Quelles que soient les manœuvres au sommet, la mobilisation à la base sera l’enjeu décisif pour contrôler les fascistes et commencer à les repousser.

La manifestation de 70 000 personnes qui s'est tenue samedi dernier à Essen, en Allemagne, à l'occasion de la conférence du parti d'extrême droite AFD, est un bon signe du potentiel de riposte.

Une dernière réflexion. Imaginez-vous en janvier prochain, lors d'un sommet des dirigeants mondiaux. Il est possible que sur scène apparaissent le président américain Donald Trump, le premier ministre français Jordan Bardella, le premier ministre fasciste italien Giorgia Meloni, le président argentin d'extrême droite Javier Milei et plusieurs autres issus de la même porcherie.

Il faut une réponse urgente.
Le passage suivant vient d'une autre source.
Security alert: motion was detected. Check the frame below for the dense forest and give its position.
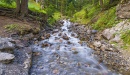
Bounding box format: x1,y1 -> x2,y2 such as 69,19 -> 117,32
0,0 -> 130,75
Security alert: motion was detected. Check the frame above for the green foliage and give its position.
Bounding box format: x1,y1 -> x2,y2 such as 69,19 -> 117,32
0,0 -> 16,8
28,0 -> 46,13
5,24 -> 18,31
92,7 -> 116,30
121,30 -> 130,45
0,0 -> 15,5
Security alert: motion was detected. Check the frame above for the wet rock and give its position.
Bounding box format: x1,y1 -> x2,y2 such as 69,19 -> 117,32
14,40 -> 25,48
58,33 -> 62,36
0,38 -> 15,53
42,43 -> 49,47
46,33 -> 51,39
110,35 -> 121,43
33,52 -> 41,56
100,44 -> 107,51
0,52 -> 15,64
73,51 -> 79,54
53,69 -> 59,74
41,36 -> 45,40
116,3 -> 130,19
71,47 -> 76,50
53,29 -> 59,33
93,41 -> 101,48
87,29 -> 91,35
62,34 -> 69,40
91,30 -> 98,34
102,29 -> 115,40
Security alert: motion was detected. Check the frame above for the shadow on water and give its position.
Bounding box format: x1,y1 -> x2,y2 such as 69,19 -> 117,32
30,20 -> 117,75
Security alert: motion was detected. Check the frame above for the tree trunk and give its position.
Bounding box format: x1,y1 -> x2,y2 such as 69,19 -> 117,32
109,0 -> 114,4
99,0 -> 103,7
15,0 -> 21,14
20,0 -> 28,17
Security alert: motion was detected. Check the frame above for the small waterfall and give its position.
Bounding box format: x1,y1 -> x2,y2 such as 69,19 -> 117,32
30,20 -> 116,75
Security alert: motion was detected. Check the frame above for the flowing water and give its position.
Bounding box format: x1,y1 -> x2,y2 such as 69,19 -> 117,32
30,20 -> 115,75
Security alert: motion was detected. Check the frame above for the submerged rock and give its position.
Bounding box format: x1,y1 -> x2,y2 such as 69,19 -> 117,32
0,52 -> 15,63
0,38 -> 15,53
62,34 -> 69,40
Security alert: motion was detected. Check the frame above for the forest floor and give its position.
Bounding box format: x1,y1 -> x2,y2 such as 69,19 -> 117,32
0,16 -> 130,75
0,16 -> 40,37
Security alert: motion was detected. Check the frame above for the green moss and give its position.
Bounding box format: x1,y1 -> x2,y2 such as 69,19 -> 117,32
92,7 -> 116,30
53,12 -> 61,21
5,24 -> 18,31
28,1 -> 46,13
0,1 -> 16,8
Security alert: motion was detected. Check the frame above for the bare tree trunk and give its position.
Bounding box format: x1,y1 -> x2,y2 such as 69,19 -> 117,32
15,0 -> 21,14
109,0 -> 114,4
99,0 -> 103,10
99,0 -> 103,7
20,0 -> 28,17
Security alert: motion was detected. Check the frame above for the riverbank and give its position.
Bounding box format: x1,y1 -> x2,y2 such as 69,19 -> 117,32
71,23 -> 130,75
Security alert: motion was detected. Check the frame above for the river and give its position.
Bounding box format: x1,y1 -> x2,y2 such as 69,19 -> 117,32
30,20 -> 116,75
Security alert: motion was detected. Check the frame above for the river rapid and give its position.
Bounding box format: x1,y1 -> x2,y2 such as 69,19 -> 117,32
30,20 -> 117,75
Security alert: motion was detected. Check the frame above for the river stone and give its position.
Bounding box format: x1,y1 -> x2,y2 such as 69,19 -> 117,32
46,33 -> 51,39
102,29 -> 115,40
93,41 -> 101,48
62,34 -> 69,40
53,29 -> 59,33
0,38 -> 15,52
0,52 -> 15,63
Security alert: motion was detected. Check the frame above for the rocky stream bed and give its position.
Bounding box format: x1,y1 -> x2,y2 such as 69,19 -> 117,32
0,20 -> 129,75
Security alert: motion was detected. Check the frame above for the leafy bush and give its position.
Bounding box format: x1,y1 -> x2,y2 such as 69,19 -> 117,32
121,30 -> 130,45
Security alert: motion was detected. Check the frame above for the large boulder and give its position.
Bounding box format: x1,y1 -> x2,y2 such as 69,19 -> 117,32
102,29 -> 116,40
0,52 -> 15,63
116,3 -> 130,19
0,38 -> 15,52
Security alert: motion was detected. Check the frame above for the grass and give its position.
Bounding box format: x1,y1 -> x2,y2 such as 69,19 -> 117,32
121,30 -> 130,45
4,24 -> 32,35
0,1 -> 16,8
0,0 -> 46,14
28,1 -> 46,13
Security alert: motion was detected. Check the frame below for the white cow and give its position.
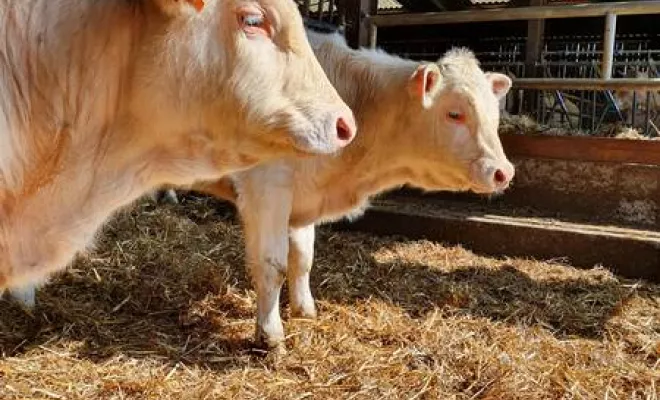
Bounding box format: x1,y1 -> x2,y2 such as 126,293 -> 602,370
0,0 -> 355,300
194,32 -> 514,349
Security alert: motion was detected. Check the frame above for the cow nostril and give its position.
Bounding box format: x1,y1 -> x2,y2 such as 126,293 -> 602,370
337,117 -> 353,142
495,169 -> 506,185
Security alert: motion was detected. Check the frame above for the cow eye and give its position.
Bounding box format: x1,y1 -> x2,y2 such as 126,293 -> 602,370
241,14 -> 264,27
238,7 -> 272,37
447,111 -> 465,122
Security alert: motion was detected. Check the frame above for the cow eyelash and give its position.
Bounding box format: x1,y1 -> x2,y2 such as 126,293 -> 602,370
447,111 -> 463,121
241,14 -> 265,27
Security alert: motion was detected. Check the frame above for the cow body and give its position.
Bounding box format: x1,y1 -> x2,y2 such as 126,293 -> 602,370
0,0 -> 355,289
194,32 -> 514,348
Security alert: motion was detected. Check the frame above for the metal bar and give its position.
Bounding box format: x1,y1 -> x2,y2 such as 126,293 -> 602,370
601,12 -> 616,79
367,0 -> 660,27
369,24 -> 378,49
513,78 -> 660,90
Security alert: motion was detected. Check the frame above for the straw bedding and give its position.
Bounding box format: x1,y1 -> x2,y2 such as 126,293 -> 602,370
0,196 -> 660,399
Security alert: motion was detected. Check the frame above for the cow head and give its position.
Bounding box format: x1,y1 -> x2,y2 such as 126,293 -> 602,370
406,49 -> 514,193
143,0 -> 356,160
Nous avons besoin d'une agitation antiraciste spécifique et d'une alternative socialiste qui organise la colère des travailleurs contre les patrons et le capitalisme.


Comment fonctionnent les élections en France

Un second tour de scrutin aura lieu dimanche 7 juillet prochain. Pour être élu au premier tour, un candidat devait remporter au moins 50 pour cent des suffrages exprimés, avec une participation d'au moins 25 pour cent des électeurs inscrits. Il y en aura très peu, donc dans la grande majorité des 577 circonscriptions, il y aura un second tour.

Si aucun candidat n'est élu au premier tour, tout candidat qui remporte plus de 12,5 pour cent des électeurs inscrits peut passer au second tour.

Au deuxième tour, le candidat ayant obtenu le plus de voix l'emporte, sans aucune autre restriction.